I think it's pretty obvious that this discussion is not really about which formal system can formalize what.  I think people are pretty clear about that.  Nor is the discussion about the practicality of the competing systems.  It's ridiculous to believe that the HoTT people have spent all this effort on a system that doesn't make their lives easier.  The discussion is about the religion of mathematics.  The HoTT people will naturally want to claim that HoTT provides a superior FOM.  Just as naturally, people invested in the set theoretic FOM are going to object to this claim.  Jobs are at stake!  Formerly respectable mathematicians might have to become programmers or something awful like that.  Professor Awodey you shouldn't be shocked when the discussion gets a little hot.  What's frustrating is that the proponents of HoTT are beating around the bush trying to reduce the fundamental question about God the Universe and everything to picayune technical
 issues.  So tell us HoTT people: why should mathematicians believe in the HoTT version of the mathematical universe.  In particular why should I want to live in a world without real models?

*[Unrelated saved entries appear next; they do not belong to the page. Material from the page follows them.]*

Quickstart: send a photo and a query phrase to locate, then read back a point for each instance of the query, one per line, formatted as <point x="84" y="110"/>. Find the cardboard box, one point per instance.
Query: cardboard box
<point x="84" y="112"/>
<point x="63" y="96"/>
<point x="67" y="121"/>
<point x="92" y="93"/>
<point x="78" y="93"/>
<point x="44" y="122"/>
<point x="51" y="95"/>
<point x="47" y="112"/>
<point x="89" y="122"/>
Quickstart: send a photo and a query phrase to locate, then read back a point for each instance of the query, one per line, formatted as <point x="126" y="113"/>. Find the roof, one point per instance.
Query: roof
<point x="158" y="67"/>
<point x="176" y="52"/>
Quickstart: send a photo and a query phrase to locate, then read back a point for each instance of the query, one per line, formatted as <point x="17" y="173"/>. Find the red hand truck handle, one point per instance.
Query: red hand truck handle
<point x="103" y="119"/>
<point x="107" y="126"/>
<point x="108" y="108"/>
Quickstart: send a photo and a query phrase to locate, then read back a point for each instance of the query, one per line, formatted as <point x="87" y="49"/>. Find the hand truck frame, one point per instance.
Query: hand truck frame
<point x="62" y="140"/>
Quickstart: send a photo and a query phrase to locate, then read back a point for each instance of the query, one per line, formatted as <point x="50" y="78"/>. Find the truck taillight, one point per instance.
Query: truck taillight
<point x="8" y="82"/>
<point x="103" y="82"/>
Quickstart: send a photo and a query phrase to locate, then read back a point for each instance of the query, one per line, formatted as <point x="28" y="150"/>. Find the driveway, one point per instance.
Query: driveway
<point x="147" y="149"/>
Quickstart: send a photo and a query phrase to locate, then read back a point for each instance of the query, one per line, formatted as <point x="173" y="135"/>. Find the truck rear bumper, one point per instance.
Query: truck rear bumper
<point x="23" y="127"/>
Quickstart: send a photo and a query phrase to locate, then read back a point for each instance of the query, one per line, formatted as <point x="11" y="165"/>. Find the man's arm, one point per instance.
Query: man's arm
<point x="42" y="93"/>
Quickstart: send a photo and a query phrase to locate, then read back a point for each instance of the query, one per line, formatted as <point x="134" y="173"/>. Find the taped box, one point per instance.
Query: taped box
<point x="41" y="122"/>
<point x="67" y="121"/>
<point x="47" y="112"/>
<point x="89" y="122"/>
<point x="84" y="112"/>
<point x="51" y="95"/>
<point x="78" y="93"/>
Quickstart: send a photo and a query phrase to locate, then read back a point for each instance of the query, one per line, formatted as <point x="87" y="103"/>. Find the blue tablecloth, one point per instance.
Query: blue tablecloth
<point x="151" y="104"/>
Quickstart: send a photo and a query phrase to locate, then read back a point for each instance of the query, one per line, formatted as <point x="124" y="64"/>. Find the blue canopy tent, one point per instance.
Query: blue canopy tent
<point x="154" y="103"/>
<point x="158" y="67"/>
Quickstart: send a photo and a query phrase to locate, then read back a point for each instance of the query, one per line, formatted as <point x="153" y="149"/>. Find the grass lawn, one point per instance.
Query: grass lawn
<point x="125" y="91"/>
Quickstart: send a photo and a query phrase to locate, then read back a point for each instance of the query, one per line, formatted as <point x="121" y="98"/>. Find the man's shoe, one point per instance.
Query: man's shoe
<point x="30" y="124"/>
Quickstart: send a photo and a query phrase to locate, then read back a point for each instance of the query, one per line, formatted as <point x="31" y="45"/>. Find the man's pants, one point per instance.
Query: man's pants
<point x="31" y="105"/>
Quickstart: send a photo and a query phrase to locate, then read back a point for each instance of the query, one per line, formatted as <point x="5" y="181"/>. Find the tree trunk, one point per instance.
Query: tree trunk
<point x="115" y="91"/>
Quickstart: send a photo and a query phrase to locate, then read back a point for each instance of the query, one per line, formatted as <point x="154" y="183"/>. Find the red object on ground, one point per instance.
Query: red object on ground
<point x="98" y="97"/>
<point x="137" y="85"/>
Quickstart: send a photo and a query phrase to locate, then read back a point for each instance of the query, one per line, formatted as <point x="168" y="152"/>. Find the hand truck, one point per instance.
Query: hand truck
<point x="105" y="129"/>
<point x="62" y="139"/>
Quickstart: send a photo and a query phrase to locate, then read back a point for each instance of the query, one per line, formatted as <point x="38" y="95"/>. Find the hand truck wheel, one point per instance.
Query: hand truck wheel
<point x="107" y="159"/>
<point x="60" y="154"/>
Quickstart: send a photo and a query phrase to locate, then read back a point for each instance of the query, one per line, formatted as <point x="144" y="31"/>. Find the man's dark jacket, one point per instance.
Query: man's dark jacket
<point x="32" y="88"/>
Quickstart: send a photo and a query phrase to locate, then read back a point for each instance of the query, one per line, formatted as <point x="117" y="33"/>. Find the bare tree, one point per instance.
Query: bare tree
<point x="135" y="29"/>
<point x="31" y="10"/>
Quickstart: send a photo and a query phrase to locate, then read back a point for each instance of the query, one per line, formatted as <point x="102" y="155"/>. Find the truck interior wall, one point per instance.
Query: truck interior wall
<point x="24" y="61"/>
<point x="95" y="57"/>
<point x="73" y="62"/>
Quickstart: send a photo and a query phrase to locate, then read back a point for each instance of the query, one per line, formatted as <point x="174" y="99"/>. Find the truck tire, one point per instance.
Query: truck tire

On Tuesday, October 28, 2014 11:56 AM, Monroe Eskew <meskew at math.uci.edu> wrote:
 




On Oct 27, 2014, at 6:23 AM, Urs Schreiber <urs.schreiber at googlemail.com> wrote:
>
>I started my replies to your question of what the point of HoTT is by
>saying clearly that the point is that some important high-level part
>of modern mathematics is formalized more naturally in HoTT in a way
>that makes it more practicable for actual formalization. You keep
>saying things that make it sound as if you were debating with somebody
>who claimed that HoTT had in-principle advantages over set theory. By
>established theorems however [1], this is not so. HoTT is modeled in
>ZFC+inaccesbibles and, conversely, (constructive) set theory may be
>found in HoTT, so by established theorems one may go back and forth,
>subject to some technical fine print.  There is nothing much to be
>debated here, it seems to me.
>

This point should ultimately eliminate any advantage in formalization that HoTT has over set theory.  If we want our mathematics to be completely formalized in the official language of set theory, with the ZFC axioms and some mild large cardinals, and the deduction rules of FOL, then we only need to complete one project in order to co-opt all the formal advantages of HoTT.  Just produce a formal proof that ZFC+inaccessibles (naturally) interprets HoTT, and then apply this result to any future deductions from HoTT.  Maybe this is actually worth doing!